In what has now become a seemingly cyclical pattern of new revelations regarding the extent of NSA surveillance, a new article posted on the Huffington Post describes ways the NSA is using “its troves of data to discredit and undermine individuals who the agency believes are ‘radicalizing others through incendiary speeches’ but who lack any ties to actual criminality.” Listed targets of the program are Muslims who appear to have some sort of online or public following but are associated with potential character “vulnerabilities” such as online promiscuity and financial misconduct. The Huffington Post article and the ACLU were quick to draw obvious parallels between this approach to national security to tactics used during the late 50’s into the early 70’s against individuals including Martin Luther King Jr., Muhammad Ali, and other noted artists, politicians, and academics; see this article.
We can expect this story to reignite a fresh round of debates regarding national security, privacy, and civil liberties. However, the new dimension added by this element of the NSA’s intelligence program should help to push against two of the basic general sentiments frequently mustered in support of the NSA’s programs.
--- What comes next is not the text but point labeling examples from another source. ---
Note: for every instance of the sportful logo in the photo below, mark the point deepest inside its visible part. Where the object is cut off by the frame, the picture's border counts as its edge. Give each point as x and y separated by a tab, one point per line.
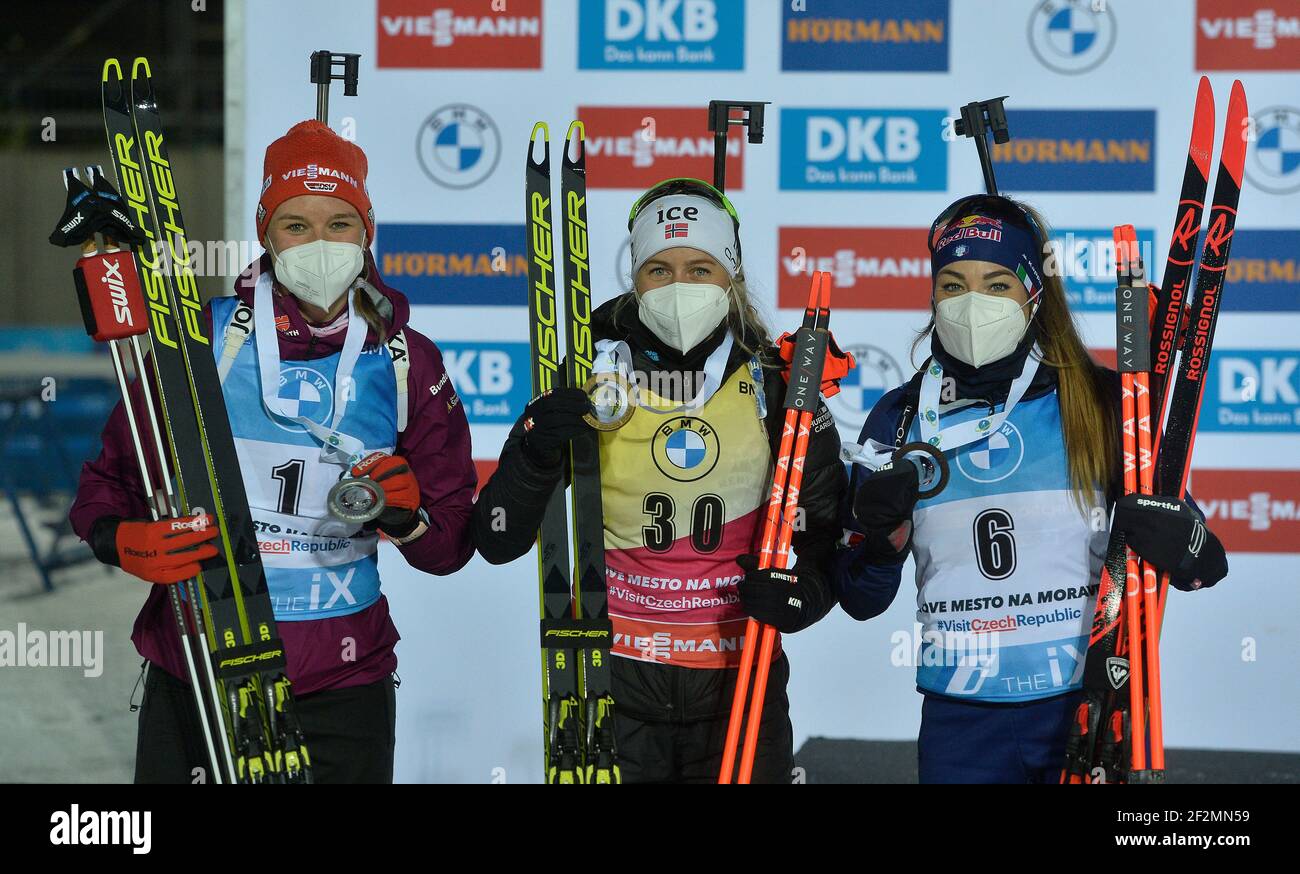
662	34
1239	35
1071	35
1274	159
455	34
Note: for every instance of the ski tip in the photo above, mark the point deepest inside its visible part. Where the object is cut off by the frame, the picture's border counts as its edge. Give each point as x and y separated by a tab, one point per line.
1234	142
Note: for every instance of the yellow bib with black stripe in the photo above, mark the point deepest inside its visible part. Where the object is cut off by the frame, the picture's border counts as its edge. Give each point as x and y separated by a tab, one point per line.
684	494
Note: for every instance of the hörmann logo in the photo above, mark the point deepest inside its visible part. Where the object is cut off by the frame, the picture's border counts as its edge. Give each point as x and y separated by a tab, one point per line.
1078	150
1244	35
458	34
883	35
454	264
148	252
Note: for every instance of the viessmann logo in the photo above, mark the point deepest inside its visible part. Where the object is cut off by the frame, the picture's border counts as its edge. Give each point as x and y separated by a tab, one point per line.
874	268
1251	510
633	147
468	34
1244	35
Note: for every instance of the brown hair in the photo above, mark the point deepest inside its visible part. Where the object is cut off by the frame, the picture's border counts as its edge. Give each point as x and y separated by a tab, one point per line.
1088	420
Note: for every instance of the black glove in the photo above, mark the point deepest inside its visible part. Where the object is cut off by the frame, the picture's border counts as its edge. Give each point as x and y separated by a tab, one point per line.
1168	533
772	596
551	420
883	506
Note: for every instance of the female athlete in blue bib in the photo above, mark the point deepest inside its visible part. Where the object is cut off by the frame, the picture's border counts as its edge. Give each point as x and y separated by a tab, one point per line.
1009	553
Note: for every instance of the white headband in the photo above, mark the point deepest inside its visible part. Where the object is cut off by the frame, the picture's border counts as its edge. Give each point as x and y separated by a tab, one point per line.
684	220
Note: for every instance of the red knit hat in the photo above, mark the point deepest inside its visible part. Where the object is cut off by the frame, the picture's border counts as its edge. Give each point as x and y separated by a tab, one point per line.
312	159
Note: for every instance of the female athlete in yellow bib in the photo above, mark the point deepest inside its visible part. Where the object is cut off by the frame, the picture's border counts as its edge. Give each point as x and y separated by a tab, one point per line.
684	483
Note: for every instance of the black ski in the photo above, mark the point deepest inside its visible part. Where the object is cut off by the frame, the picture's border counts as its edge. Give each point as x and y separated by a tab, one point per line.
590	595
560	706
248	656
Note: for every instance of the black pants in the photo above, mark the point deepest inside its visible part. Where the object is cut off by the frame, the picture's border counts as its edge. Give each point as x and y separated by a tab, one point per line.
692	752
350	732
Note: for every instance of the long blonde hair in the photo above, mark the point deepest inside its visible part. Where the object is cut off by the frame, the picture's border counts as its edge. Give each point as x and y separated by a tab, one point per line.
1088	420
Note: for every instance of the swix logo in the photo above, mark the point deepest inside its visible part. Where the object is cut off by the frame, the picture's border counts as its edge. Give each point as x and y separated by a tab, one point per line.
1117	671
315	171
117	291
456	34
1236	35
874	268
1251	510
645	145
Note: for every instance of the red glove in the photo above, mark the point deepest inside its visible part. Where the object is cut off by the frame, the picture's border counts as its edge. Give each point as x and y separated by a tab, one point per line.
168	550
401	493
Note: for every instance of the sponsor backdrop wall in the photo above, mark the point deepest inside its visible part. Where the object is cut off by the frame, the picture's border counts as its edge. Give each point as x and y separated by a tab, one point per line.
854	168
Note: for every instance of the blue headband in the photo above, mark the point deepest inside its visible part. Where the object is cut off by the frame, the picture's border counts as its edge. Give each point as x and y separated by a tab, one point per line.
986	238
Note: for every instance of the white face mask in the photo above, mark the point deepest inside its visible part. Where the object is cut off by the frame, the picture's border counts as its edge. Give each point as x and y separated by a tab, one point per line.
319	272
683	314
979	328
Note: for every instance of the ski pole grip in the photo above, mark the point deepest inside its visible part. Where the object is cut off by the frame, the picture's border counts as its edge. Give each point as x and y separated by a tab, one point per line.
108	288
806	366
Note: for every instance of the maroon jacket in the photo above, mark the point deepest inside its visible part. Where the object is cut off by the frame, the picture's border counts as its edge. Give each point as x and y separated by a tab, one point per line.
436	444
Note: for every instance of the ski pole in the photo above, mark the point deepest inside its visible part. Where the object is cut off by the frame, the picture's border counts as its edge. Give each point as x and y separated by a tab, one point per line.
113	311
1134	359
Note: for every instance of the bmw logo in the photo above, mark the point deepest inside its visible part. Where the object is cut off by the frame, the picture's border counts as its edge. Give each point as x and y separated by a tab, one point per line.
685	449
303	393
876	372
1274	158
458	146
1071	35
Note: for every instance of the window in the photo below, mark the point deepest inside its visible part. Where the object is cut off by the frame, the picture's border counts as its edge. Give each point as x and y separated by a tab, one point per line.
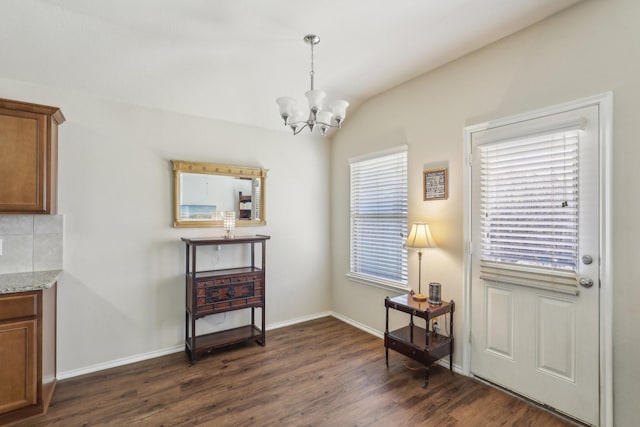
529	201
379	218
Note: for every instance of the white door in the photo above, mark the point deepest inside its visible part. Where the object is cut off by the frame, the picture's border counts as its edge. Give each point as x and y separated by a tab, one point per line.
535	237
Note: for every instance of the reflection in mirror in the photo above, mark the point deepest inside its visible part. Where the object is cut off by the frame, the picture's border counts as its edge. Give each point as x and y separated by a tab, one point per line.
203	191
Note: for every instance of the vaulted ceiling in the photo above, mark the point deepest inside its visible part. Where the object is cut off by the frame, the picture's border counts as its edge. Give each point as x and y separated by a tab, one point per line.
229	60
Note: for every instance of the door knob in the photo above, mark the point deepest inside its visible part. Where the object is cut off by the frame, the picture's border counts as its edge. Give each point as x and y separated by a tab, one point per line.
587	259
586	282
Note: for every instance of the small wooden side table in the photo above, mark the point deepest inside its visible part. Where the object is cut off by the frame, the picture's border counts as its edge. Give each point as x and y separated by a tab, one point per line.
420	344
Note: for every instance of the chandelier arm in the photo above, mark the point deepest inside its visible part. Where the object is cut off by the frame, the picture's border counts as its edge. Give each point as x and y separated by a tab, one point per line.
327	124
299	129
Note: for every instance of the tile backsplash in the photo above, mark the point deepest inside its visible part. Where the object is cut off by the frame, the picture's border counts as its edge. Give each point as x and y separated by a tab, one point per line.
31	243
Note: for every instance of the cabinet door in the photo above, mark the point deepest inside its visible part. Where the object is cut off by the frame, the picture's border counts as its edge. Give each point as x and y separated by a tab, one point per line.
23	161
18	365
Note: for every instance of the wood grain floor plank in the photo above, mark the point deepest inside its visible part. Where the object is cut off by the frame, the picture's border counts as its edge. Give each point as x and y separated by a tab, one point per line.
318	373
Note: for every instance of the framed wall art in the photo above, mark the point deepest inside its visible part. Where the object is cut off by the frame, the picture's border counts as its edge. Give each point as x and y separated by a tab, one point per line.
435	184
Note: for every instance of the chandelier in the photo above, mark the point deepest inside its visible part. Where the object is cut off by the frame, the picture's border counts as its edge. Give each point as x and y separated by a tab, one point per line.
294	116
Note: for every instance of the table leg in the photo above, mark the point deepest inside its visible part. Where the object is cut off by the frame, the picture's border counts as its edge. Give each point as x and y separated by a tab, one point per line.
426	376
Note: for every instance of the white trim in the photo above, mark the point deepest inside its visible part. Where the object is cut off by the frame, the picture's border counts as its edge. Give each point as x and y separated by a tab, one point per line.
297	320
386	152
361	326
63	375
605	108
378	283
118	362
605	103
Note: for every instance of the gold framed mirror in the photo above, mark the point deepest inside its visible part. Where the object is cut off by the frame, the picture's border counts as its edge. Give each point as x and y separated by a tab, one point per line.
203	191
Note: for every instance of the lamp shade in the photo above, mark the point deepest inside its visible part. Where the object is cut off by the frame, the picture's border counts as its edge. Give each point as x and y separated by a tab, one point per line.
420	237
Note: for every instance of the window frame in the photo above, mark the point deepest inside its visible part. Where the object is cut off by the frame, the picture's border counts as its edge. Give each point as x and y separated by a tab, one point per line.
401	282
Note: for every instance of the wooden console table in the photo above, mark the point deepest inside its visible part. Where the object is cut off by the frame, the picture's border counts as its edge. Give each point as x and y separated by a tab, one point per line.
222	290
420	344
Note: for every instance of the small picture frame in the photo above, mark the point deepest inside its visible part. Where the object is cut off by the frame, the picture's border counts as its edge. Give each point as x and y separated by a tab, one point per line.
435	184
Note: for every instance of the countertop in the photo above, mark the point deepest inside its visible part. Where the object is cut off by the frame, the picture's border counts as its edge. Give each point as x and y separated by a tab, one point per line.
29	281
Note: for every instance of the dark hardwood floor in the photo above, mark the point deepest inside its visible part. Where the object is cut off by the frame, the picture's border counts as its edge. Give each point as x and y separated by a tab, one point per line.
318	373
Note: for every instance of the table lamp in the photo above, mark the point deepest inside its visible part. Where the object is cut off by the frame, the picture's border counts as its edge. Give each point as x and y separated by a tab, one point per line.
420	238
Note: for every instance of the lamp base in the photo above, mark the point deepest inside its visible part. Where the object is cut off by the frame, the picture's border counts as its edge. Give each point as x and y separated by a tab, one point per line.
419	297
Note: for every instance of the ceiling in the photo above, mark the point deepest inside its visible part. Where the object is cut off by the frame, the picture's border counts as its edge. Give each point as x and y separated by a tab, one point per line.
229	60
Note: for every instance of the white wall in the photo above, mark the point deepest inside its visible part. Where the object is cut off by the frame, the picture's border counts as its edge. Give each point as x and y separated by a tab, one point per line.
122	292
586	50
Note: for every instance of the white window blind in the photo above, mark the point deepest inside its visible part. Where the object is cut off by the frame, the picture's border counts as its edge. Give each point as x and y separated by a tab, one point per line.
379	218
529	203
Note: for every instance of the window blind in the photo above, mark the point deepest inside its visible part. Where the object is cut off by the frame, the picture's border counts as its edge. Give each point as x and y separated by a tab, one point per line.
379	218
529	201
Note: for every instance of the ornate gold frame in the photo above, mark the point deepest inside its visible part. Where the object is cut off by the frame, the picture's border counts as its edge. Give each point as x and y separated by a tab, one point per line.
180	166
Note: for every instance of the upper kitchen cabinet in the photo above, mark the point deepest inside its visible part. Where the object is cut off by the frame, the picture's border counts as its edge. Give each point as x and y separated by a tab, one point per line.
28	157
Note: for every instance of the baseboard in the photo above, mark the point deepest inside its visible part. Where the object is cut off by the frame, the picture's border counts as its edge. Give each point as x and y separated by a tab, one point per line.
358	325
63	375
297	320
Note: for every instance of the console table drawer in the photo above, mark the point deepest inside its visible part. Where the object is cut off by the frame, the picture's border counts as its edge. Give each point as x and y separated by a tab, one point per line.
212	296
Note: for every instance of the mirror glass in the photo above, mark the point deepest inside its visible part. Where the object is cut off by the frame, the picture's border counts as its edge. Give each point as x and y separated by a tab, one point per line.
203	191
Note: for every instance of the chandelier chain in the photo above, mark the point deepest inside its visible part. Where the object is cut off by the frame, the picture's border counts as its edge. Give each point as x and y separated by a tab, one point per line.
311	72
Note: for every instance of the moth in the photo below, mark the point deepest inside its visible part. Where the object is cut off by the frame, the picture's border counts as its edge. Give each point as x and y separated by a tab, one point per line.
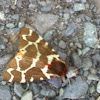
36	60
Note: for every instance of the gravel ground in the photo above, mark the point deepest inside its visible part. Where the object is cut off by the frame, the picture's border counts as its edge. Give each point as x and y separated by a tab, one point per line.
72	28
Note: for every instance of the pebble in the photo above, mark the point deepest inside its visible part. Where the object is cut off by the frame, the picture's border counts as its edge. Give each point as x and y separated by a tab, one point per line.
93	70
46	9
76	61
2	16
5	59
19	4
44	21
83	1
66	16
62	55
5	92
86	63
86	73
92	89
32	6
27	96
79	52
1	27
2	46
35	88
93	77
98	98
98	87
85	50
55	82
62	44
78	7
43	98
79	85
15	17
10	25
90	35
48	93
13	31
21	24
18	89
78	45
48	35
61	91
70	29
97	4
96	58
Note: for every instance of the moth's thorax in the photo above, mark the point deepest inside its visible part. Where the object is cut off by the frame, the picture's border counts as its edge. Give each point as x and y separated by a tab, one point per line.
58	67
‘I’ve got nothing to hide’
Almost anyone who’s had a conversation about the breadth of government surveillance has probably wrestled with the idea that even if the legality or propriety of government surveillance is questionable it should be allowed especially when we have nothing to hide. This line, and its more eloquent variations, functions as both a justification to the breadth of the surveillance program and also as a rhetorical sledge hammer. The first function takes for granted a conclusion over which our nation is currently debating and has not settled; that is the extent of our rights to privacy in our homes and communications. By coming close to saying that anyone who has something to hide ought to be surveilled, we inherently endorse a collective suspicion unbounded by any set of values that takes as a default the right to privacy.
At the same time when a politician or academic says they have nothing to hide it becomes increasingly silly to muster a response. Someone faced with such an argument has basically to wrangle with the first justification on increasingly irrelevant and flaunted legal grounds. But still, our instincts should at least bring us to feel that not everyone who has something to hide, no matter how tenuously connected to national defense, ought to be watched and wiretapped. But claiming that we have nothing to hide ignores the human reality screaming us in the face, namely, the complete irrelevance of having secrets with your right to privacy.
The obviousness of the “I’ve got nothing to hide” line of argument is typically rendered in the rhetorical form to stunt helpful conversation. However, these latest NSA revelations should bring to light the futility of this mindset. Whether its porn use, plagiarism, or other potentially embarrassing habits the notion that a person has nothing to hide is antithetical to human experience. Perhaps everyone has potentially damaging secrets that could be used against them, even if they are not criminal. The reliance and expectation we have that the government will not turn us out in front of our fellow citizens is simply too invaluable. We sacrifice a degree of privacy by enabling the government to seek out information pertaining to criminal activity. The “I’ve got nothing to hide” attitude jumbles the intuitive distinction between criminal and non-criminal activity and leaves an amorphous gap to be filled by an overzealous NSA.
‘its only being used against people who are a threat’
During Senate hearings held in the wake of the public uproar following the leaks, head of the NSA, General Keith Alexander, repeatedly emphasized that surveillance programs were being directed only at those who might pose a threat. And generally, surveillance such as those permitted through warrants approved by the FISA courts are directed towards foreign entities. These new revelations suggest something much more. First, none of the individuals whom the NSA has accrued debilitating information are suspected of criminal activity. In addition, the reports indicate at least one of the targets is either a permanent resident or US citizen.
The NSA is justifying its tactics by arguing that discrediting influential Muslim speakers and thinkers who are sympathetic to Al-Qaeda or extremism, according to how the NSA defines it, is an important element of national security. This may very well be true, but once the standard for surveillance moves past suspicion for criminal activity what standards do we have that can apply to those who consume extremist rhetoric or people somehow related to its proponents?
Because reputational blackmail is inherently a backhanded move we have literally no way to check its use. The tactic affords no means of oversight, even if that oversight is vested in the executive or a secret court, because it would be impossible to come up with any coherent standards that respect due process or basic legal norms. If any tactic should be curtailed for fear of snowballing out of control, it should be this one.
No doubt the fight over extremism is also a war of ideas, but if history has taught us anything low blows rarely payoff.